Hasina Rakotondramiara, président du FC Rouge, vainqueur en titre de la coupe de Madagascar, nous livre les A à Z de la gestion d’un club de quartier qui va défendre les couleurs nationales à la coupe de la CAF.
Comment fonctionne financièrement un club comme le FC Rouge ?
Les dépenses pour une saison sont colossales. Pour ne citer que les salaires et indemnités des joueurs et des membres du staff, le matériel et surtout les déplacements. C’est d’ailleurs la raison pour laquelle il est encore impossible, pour le moment, d’appliquer la formule d’un championnat en poule unique. Nous n’avons pas encore de sponsors ni de partenaires. Les plus grosses dépenses sont les salaires et les déplacements. Pour notre dernier match de Coupe à Antalaha, nous avons dépensé plus de 20 millions d’ariary car, avec une compétition élite, il faut débarquer quelques jours avant le match. Pour avoir une petite idée de nos dépenses de la dernière saison en disputant le championnat et la coupe, nous avons déboursé en tout plus de 200 millions d’ariary.
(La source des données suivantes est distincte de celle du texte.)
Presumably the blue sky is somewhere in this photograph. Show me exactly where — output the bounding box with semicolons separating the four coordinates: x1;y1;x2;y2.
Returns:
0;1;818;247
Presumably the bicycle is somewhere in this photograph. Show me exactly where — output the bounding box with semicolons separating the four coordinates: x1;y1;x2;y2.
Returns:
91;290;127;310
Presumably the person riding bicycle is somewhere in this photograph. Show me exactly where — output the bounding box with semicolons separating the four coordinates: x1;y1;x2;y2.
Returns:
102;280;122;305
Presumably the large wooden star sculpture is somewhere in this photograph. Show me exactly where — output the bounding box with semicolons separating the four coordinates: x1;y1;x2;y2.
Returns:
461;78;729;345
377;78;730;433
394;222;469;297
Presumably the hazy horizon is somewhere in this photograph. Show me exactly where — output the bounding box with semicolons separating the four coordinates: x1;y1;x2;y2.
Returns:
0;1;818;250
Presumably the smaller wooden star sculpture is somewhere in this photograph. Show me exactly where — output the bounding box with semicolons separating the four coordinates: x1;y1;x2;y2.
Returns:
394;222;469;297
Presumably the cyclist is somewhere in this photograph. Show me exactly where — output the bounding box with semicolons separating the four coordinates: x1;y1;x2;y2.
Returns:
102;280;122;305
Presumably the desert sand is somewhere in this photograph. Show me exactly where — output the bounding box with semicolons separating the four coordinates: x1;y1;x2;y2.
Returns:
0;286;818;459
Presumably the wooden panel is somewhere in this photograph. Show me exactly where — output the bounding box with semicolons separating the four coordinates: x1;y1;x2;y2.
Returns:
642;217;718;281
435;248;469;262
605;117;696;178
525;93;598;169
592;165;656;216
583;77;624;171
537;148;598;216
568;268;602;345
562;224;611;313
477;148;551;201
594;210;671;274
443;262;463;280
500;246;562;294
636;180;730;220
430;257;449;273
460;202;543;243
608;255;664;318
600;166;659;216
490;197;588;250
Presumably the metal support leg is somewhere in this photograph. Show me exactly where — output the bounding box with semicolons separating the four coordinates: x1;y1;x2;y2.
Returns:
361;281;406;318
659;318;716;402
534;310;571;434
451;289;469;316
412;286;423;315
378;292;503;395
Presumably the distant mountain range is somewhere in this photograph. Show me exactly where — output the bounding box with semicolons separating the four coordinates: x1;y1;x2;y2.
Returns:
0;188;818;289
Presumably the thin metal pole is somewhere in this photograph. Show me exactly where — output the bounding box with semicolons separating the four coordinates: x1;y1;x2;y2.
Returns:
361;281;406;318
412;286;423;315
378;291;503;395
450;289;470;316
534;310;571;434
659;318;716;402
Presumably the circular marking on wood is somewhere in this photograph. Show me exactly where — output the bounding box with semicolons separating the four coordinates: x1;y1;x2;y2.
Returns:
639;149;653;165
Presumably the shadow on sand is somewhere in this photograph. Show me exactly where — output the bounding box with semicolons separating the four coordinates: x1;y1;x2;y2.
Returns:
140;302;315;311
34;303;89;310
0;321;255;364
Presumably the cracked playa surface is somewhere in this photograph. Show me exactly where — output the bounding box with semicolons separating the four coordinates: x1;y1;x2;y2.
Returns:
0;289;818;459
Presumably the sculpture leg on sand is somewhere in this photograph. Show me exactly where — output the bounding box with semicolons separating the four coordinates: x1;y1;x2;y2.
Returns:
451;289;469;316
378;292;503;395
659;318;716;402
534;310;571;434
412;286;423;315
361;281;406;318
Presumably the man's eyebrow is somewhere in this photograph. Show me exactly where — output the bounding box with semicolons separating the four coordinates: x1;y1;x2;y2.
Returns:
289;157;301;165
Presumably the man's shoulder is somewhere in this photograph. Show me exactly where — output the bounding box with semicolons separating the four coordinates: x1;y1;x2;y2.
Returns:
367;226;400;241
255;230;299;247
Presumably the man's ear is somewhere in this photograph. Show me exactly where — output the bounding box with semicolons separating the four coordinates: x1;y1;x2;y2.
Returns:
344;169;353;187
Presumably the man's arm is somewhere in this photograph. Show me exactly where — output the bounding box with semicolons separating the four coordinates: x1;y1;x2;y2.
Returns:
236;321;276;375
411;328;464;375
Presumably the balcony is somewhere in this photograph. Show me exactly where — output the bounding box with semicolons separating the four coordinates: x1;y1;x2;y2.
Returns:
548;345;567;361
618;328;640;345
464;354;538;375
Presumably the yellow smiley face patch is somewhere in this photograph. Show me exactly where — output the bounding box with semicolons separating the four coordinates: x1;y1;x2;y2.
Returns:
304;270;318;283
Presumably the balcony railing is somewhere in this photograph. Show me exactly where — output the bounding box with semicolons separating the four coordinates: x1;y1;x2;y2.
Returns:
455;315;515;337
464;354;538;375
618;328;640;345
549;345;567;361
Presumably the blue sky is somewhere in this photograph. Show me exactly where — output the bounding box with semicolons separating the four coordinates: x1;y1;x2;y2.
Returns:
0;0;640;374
Les salaires des joueurs varient entre 300 000 et 800 000 ariary, s’il est titulaire ou dans la réserve. Et l’état financier est exigé par la Confédération africaine, l’un des critères pour pouvoir obtenir la licence de club.
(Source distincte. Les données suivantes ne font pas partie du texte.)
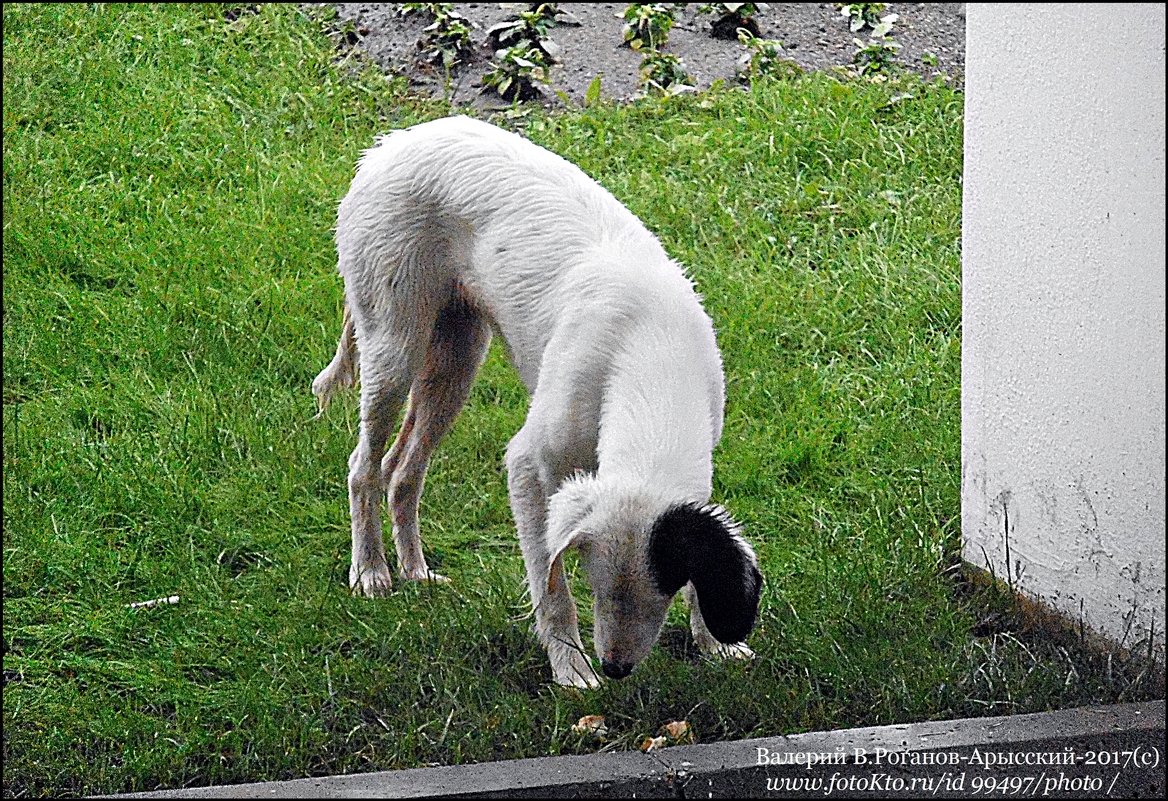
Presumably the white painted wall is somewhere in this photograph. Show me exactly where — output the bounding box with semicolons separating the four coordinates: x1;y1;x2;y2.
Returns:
961;4;1164;661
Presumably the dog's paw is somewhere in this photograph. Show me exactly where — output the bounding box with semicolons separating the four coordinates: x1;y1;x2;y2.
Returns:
349;562;394;598
548;646;600;690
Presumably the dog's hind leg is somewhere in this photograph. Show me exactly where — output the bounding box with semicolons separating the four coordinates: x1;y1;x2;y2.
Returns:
312;302;357;417
349;295;433;597
382;295;491;581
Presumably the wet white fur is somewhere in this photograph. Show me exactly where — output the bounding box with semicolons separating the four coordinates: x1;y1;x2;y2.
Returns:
313;117;753;687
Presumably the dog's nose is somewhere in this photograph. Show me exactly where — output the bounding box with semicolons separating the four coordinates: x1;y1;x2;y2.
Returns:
600;660;633;678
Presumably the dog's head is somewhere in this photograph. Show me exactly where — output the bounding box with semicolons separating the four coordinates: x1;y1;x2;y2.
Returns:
548;478;763;678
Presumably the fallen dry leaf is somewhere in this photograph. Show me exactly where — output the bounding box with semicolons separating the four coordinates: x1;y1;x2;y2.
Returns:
637;737;666;753
661;720;694;740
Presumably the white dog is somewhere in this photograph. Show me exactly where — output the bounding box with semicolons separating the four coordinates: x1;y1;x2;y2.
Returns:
313;117;762;687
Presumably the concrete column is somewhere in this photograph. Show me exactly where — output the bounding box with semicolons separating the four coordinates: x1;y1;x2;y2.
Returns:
961;4;1164;662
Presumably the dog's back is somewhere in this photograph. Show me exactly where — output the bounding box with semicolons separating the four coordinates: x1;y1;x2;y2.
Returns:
336;117;709;390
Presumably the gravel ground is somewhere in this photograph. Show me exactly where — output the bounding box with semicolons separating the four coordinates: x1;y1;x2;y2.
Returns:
324;2;965;107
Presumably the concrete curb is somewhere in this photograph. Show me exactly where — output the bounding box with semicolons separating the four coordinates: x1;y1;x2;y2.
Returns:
106;701;1164;799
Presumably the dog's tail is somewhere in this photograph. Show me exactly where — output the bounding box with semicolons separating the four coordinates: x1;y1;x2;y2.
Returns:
312;301;357;417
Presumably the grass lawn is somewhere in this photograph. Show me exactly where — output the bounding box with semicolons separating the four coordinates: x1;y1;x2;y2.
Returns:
4;5;1152;796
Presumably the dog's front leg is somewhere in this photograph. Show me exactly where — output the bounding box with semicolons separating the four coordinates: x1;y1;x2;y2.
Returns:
681;581;755;660
507;432;600;688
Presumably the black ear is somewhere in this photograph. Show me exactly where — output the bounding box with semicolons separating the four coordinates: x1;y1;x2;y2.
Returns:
649;503;763;645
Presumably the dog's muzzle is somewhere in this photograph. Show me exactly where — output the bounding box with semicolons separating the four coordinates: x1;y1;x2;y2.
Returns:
600;660;633;678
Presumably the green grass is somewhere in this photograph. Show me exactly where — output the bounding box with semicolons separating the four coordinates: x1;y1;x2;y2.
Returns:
4;5;1153;796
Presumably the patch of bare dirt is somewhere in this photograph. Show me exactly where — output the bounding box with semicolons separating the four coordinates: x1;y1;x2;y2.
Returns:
322;2;965;107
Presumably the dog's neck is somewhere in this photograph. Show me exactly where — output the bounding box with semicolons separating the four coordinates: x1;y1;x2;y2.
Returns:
597;317;721;503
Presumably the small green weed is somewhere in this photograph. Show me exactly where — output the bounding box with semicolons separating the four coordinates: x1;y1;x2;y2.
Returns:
640;48;696;95
482;42;550;100
835;2;888;34
398;2;474;70
621;2;675;50
737;30;802;83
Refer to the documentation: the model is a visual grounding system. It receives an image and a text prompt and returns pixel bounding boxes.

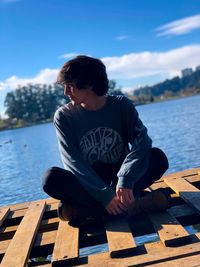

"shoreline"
[0,94,200,132]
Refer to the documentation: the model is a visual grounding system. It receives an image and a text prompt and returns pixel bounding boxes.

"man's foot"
[128,189,171,216]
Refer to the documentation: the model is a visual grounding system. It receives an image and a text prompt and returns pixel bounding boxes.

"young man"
[43,56,169,227]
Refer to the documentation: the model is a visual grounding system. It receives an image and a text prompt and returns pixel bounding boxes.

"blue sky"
[0,0,200,113]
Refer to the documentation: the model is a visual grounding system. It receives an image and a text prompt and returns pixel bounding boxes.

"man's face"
[64,83,91,105]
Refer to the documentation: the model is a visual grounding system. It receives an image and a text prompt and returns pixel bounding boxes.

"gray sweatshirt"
[54,96,152,206]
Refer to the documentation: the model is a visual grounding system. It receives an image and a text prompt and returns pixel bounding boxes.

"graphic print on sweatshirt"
[80,127,124,165]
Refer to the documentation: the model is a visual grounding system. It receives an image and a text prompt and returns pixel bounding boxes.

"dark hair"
[57,55,109,96]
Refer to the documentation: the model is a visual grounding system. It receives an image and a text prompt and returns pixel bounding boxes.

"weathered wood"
[167,204,196,218]
[1,202,45,267]
[52,221,79,267]
[106,217,136,257]
[149,211,190,246]
[164,178,200,212]
[84,237,200,267]
[0,208,10,226]
[0,230,57,256]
Les transferts internationaux figurent parmi les ressources financières d’un club, est-ce votre cas ?
Il n’y a aucun retour d’investissement jusqu’ici pour un petit club comme le nôtre. Certes, quelques-uns de nos éléments s’étaient expatriés aux Seychelles, mais c’était surtout une satisfaction personnelle pour nous de les voir évoluer dans des clubs étrangers avec de meilleures conditions. La vente de joueurs figure parmi les retours d’investissement de certains clubs du pays. C’est pour cette raison que nous exigeons la régularisation du transfert international comme le cas d’un de nos joueurs récemment. Chacun sa responsabilité, l’agent s’il y a, le club de formation et la fédération pour aboutir à la délivrance de la lettre de transfert international en bonne et due forme. J’incite au respect des textes en vigueur car chaque club investit beaucoup dans sa gestion. Et le transfert international fait partie de notre vision et de nos ambitions.
Comment allez-vous aborder financièrement la participation à la coupe de la CAF ?
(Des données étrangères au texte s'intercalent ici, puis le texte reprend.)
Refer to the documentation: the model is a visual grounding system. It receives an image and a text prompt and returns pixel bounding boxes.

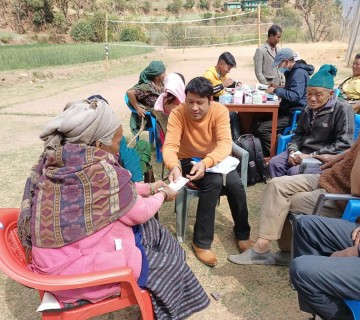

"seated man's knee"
[289,256,314,290]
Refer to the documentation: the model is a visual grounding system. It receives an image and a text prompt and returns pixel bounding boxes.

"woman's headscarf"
[154,73,185,112]
[40,98,121,149]
[135,61,166,87]
[18,99,137,261]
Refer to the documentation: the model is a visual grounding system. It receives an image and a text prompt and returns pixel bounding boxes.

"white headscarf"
[40,99,121,149]
[154,73,185,112]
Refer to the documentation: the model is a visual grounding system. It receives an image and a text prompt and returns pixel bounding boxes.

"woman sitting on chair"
[154,73,185,136]
[18,99,209,319]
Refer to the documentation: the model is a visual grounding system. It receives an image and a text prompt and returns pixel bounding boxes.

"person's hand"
[152,180,167,193]
[136,107,146,118]
[269,82,279,89]
[330,246,359,257]
[314,154,338,170]
[222,78,234,88]
[351,227,360,246]
[169,166,181,182]
[186,161,206,181]
[288,151,296,167]
[294,153,311,165]
[159,184,178,202]
[265,86,276,93]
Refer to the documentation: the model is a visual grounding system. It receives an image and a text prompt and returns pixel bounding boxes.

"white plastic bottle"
[234,89,244,104]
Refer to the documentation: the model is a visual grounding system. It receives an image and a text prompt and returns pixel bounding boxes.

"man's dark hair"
[268,24,282,38]
[185,77,213,101]
[218,52,236,68]
[175,72,185,84]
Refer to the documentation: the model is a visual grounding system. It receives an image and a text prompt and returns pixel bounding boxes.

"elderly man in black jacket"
[269,64,354,178]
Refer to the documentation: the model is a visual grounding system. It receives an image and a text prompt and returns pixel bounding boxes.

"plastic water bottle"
[234,90,244,104]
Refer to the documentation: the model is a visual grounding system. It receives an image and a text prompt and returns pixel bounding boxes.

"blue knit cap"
[308,64,337,89]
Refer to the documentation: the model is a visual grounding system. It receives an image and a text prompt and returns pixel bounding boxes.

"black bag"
[235,134,266,186]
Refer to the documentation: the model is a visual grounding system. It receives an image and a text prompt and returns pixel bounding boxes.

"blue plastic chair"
[276,133,294,155]
[125,93,163,162]
[342,200,360,320]
[354,114,360,140]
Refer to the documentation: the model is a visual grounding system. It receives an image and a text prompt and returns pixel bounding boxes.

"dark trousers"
[252,115,291,157]
[290,216,360,320]
[181,159,250,249]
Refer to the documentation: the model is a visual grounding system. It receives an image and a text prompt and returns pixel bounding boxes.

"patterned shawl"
[18,143,137,261]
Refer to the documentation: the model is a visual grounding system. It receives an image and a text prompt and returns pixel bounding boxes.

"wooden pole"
[105,13,109,81]
[345,2,360,66]
[258,3,261,47]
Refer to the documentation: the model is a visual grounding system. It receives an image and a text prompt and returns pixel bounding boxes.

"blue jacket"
[288,99,354,154]
[274,61,314,115]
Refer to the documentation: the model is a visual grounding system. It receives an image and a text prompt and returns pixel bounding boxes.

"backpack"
[235,134,266,186]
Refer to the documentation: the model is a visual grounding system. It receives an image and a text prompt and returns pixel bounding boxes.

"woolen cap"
[271,48,294,68]
[308,64,337,89]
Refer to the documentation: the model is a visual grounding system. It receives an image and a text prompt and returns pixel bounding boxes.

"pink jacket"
[29,183,164,303]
Nous sommes prêts financièrement, mais vu les dépenses nécessaires, nous sollicitons le soutien de toute part. Nous venons d’apprendre hier (jeudi) l’identité de notre adversaire et nous allons devoir nous déplacer en Zambie. De plus, nous allons devoir recevoir le match retour à l’extérieur faute de terrain homologué au pays. D’après nos renseignements et notre estimation, il nous faudrait au moins 350 millions d’ariary juste pour l’achat des billets d’avion d’une délégation de 35 personnes, sans parler de l’hébergement, la restauration et les déplacements sur place. De plus, le terrain homologué se trouve à 400 km de Lusaka, et il faudrait encore prendre un vol intérieur. Nous envisageons aussi de jouer le match retour à Maurice où il y a beaucoup de compatriotes. Nous sommes pour l’heure en train de négocier avec le club adverse pour qu’il soit aussi envisageable de jouer les matchs aller et retour en Zambie ou à Maurice.